Billed as “West Virginia’s largest airport and gateway to the world,” Yeager was built in 1947, covers 767 acres, has a single asphalt runway, and hosts McLaughlin Air National Guard Base. An engineered materials arresting system (EMAS) built in 2007 proved its value in 2010 when it stopped a US Airways jet. But the 240-foot-high reinforced fill emergency overrun structure upon which it sat collapsed in 2015.

The catastrophic failure swallowed buildings and caused major flood damage to upstream structures by blocking a portion of Elk Two Mile Creek.

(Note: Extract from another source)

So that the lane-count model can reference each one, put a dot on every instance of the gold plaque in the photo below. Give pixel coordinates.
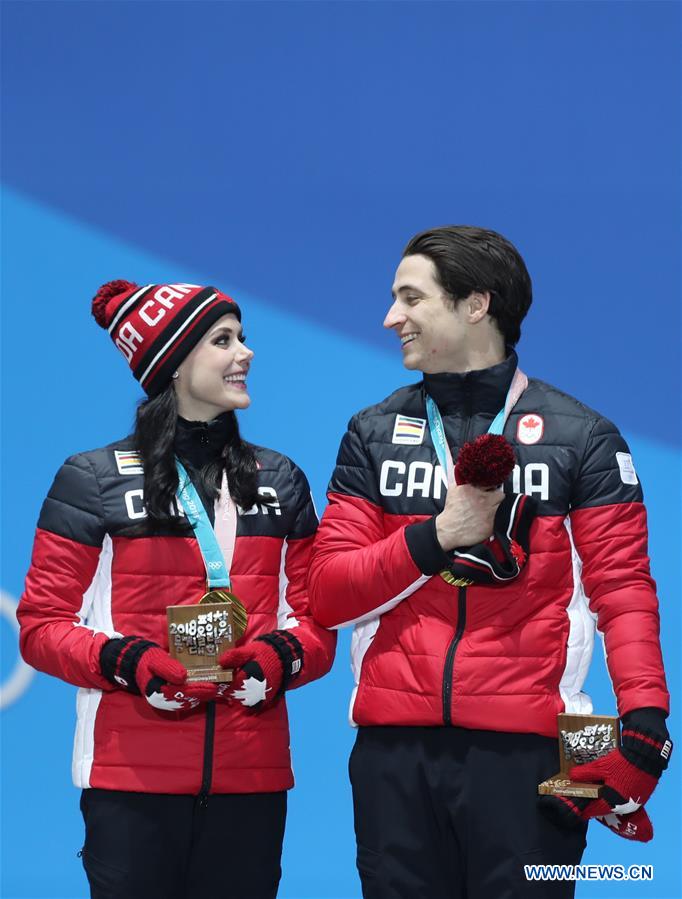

The collapse also destabilized the surrounding area and left a 140-foot-high vertical face of partially reinforced fill looming over a massive debris field that obliterated Keystone Drive.

The Airport Authority enlisted Schnabel to develop a mitigation plan to stabilize the vertical face and debris field. Interim stabilization consisted of establishing a displaced threshold on the runway, temporary surface drainage, erosion protection, staging and access requirements, design of waste fill disposal areas, emergency contingencies, and development of an instrumentation, monitoring, and testing program. The mitigation project dictated tight deadlines and risk-based decision making while focusing on safety and efficiency.

We are now on a team led by Landrum and Brown to design a retaining wall and fill for Runway 5 to restore the EMAS and runway safety zone. As an integral part of the design process, we facilitated a formal risk workshop that used input from the Airport Authority and the design team to develop a project risk register. Documenting the risks identified, their qualitative ratings and associated mitigation strategies help support client cost and schedule goals and present the project in a positive light to the flying public.